En un espacio de trópico seco, se relata cómo en la comuna cada uno espera pacientemente su turno para llegar a declarar sus secretos pecaminosos al padre que espera sentado en la intemperie. Ante el afán de obtener el indulto y afianzar sus esperanzas –nos dice la artista– los estratos sociales se entremezclan. Así también se reproduce en esta región una antigua iniciativa que en su momento mencionó el franciscano Toribio de Benavente (Motolinia): “Bautizando en un gran patio a muchos indios, que aún entonces no había iglesias, y el sol ardía tanto que (al fraile) quemó toda la cabeza y la cara”.
El capítulo de imágenes sincréticas de la artista, recorridas en la meseta de los pueblos, hace posible que podamos ver desde el presente una historia que nos persigue, percibir el mito que se transformó ahora en esperanza… como un baile entre los santos que aún dan paso a la leyenda, una plegaria en la montaña, en la ciudad; desde algún antiguo fuego, a la candela, a la oración; así prosigue una llama que se enciende en nuestros pueblos, tras la vena de fe milenaria…
Bibliografía
Arellano, J. E. (1998). El Mundo Prehispánico de Nicaragua. University of Calgary.
Dávila Bolaños, A. (1978).
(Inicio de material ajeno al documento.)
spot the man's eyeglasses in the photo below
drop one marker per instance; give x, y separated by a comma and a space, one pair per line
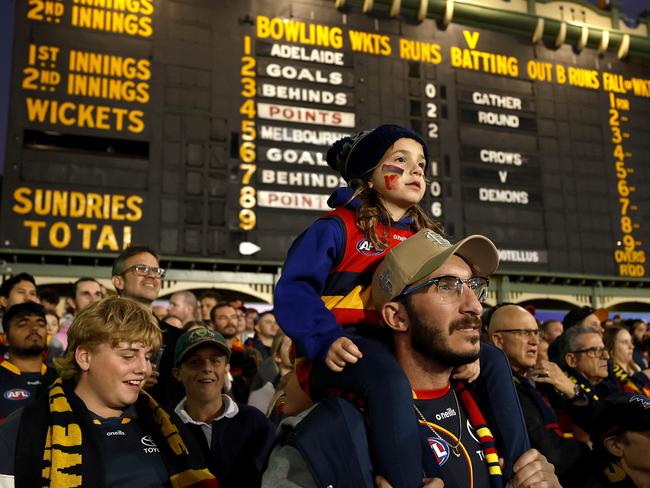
144, 270
451, 287
593, 352
527, 333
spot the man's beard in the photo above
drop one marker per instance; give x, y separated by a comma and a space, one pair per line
430, 341
26, 352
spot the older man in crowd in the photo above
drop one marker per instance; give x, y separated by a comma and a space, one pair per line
137, 275
236, 438
23, 375
514, 330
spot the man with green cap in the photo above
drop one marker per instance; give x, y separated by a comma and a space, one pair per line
236, 439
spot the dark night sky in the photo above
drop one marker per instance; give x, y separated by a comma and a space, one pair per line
631, 8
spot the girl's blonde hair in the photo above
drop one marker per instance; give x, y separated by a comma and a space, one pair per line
371, 212
109, 321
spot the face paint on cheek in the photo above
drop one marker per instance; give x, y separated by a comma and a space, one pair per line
391, 181
389, 168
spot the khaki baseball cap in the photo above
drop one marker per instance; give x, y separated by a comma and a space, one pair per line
198, 337
411, 261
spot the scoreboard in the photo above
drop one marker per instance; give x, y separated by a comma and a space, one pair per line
195, 126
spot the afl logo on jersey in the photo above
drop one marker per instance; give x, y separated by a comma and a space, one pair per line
365, 247
16, 394
440, 449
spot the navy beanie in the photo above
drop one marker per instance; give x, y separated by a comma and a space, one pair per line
355, 156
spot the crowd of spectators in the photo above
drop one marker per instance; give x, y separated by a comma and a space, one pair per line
224, 375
Calendarios Indígenas de Nicaragua y sus Relaciones con el Santoral Católico. Revista de temas nicaragüenses dedicada a la investigación sobre Nicaragua.
Dolores Gámez, J. (1973). Historia de Nicaragua desde los tiempos prehistóricos hasta 1860, en sus relaciones con España, México y Centro América. Biblioteca virtual Enrique Bolaños.
Entrevista a la Maestra Luisa Adilia Gomez Aguilar.
García Targa, J. (2004). Los primeros templos cristianos en el área maya. Scielo México.
Valle Castillo, J. (2006). Memorial de Masaya. Biblioteca virtual Enrique Bolaños.